ISBN 978-3-440-14176-2
eBook-Konvertierung: le-tex publishing services GmbH, Leipzig
Der Nachthimmel war tiefschwarz und sternenklar. Hier draußen in den Bergen von Santa Monica hatten weder die Lichter noch der Smog von Los Angeles eine Chance, den Blick auf die Sterne zu stören. Die Großstadt war nur als vager Lichtschimmer am östlichen Horizont zu erkennen. Der Mond war noch nicht aufgegangen. Zwischen den tausenden Lichtpunkten, die glasklar das schwarze Firmament durchstießen, leuchtete als hellster Himmelskörper eine verschwommene Kugel mit einem glühenden Schweif, der sich in der Dunkelheit der Nacht verflüchtigte.
»Lass mich auch mal sehen!« Peter versuchte, Bob das Fernglas aus der Hand zu reißen.
»Keine Panik, er läuft dir ja nicht weg. Chandra 7 wird uns noch ein paar Wochen lang begleiten, bevor er wieder in den Tiefen des Alls verschwindet.«
»Und erst dreitausend Jahre später wiederkommt«, ergänzte Peter. »Deshalb will ich ihn jetzt aus der Nähe sehen! Ich glaube nämlich nicht, dass ich so lange leben werde.«
»Dreitausendzweihundertsechsundzwanzig«, korrigierte Bob seinen Freund.
Peter verdrehte die Augen. »Du klingst schon wie Justus.

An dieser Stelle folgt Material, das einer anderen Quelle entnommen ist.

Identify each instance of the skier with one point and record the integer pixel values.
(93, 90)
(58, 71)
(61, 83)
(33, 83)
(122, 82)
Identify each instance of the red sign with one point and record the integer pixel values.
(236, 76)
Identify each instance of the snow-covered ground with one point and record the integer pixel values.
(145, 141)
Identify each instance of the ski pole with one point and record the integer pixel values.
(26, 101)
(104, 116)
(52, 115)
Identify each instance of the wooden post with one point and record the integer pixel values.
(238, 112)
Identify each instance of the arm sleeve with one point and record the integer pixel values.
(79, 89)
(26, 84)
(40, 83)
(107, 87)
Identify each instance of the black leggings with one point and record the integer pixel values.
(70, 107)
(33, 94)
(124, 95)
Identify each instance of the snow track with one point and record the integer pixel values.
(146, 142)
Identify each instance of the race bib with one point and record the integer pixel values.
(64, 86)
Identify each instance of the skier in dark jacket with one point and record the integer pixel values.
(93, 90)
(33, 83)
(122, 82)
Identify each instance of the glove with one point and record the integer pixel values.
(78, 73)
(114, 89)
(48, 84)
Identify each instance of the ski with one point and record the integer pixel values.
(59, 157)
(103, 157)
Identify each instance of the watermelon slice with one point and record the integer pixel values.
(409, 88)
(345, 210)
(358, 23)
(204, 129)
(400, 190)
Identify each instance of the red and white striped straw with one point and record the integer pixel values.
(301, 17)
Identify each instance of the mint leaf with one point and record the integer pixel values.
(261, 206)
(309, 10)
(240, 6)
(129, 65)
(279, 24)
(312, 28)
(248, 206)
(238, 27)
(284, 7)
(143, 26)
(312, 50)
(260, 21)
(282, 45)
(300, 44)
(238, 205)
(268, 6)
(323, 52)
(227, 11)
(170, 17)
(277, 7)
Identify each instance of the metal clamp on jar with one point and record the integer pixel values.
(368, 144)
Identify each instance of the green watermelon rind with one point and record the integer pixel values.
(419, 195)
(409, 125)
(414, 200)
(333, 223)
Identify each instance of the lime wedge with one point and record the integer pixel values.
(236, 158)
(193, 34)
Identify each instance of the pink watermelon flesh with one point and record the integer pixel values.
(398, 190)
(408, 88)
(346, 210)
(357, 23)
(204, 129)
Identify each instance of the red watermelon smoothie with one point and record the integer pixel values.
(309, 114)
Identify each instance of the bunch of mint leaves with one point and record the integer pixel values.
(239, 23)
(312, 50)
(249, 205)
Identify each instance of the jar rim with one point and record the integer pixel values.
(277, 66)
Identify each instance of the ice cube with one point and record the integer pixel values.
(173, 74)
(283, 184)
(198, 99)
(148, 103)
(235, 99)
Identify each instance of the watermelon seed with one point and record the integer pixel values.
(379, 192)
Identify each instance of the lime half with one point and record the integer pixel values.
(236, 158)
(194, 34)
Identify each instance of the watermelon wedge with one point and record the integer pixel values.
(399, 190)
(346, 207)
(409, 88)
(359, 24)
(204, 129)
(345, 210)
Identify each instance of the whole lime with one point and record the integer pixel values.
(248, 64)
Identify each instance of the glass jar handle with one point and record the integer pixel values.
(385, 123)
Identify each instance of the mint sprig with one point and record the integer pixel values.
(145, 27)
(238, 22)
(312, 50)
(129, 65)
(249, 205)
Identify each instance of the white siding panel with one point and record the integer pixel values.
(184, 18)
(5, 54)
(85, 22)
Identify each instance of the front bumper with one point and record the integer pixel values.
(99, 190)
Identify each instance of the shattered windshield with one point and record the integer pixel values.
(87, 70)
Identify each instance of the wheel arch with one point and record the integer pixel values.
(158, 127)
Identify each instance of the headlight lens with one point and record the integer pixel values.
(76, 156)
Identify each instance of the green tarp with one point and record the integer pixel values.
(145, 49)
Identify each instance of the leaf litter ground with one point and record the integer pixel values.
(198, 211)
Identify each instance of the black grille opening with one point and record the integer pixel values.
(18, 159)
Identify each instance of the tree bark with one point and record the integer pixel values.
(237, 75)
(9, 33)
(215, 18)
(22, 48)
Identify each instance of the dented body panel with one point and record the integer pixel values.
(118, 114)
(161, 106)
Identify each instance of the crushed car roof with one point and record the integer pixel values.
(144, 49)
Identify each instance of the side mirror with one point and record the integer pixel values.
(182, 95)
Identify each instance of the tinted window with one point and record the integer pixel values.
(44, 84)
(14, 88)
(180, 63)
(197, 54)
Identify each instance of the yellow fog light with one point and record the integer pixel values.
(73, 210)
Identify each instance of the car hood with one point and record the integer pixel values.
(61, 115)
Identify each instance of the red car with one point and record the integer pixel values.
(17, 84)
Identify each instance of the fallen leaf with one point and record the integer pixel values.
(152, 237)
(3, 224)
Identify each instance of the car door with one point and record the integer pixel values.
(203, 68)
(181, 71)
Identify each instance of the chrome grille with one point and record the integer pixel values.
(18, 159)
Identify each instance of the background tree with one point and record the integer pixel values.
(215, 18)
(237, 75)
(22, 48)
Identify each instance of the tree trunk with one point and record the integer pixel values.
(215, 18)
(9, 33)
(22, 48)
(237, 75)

Aber bitte erspar mir nähere Kometendetails. Ich will ihn einfach nur sehen.«
Bob ließ seufzend das Fernglas sinken und reichte es dem Zweiten Detektiv. »Das ist mal wieder typisch. Was hast du davon, den Kometen anzustarren, wenn du gar nicht weißt, was du siehst? Schade, dass unser Erster nicht hier ist. Er könnte dir jetzt jede Menge Wissenswertes über Chandra 7 erzählen. Viel mehr als ich. Aber Justus zog es vor, zu Hause zu bleiben.«
»Du kennst ihn doch. Als ich ihm vorschlug, mit uns in die Berge zu fahren, um den Kometen einmal ohne die störenden Lichter der Stadt zu beobachten, wurde er ganz blass. Nur weil wir die Räder genommen haben. Wären wir mit dem Auto gefahren, wäre er mitgekommen.«
»Dabei weiß er selbst ganz genau, dass die Abgase sicher nicht dazu beitragen werden, den Kometen besser sehen zu können.« Bob sah sich um. Sie standen auf einem kleinen, dunklen Parkplatz an der Bergstraße, die sich durch die Wälder der Santa Monica Mountains schlängelte. Im Süden waren die Lichter der Küstenstädte zu sehen, im Norden hoben sich nur die Silhouetten der Bäume dunkel vom sternenübersäten Himmel ab. In dieser verlassenen Gegend wohnten kaum Menschen und nur alle paar Minuten kam ein Auto vorbei. »Perfekt. Es ist so dunkel hier, dass ich den Kometen ohne Probleme mit langer Belichtungszeit fotografieren kann. Kein Streulicht wird mir die Aufnahme versauen.« Bob ging zu seinem in der Nähe abgestellten Fahrrad und holte die Fotoausrüstung aus der Satteltasche.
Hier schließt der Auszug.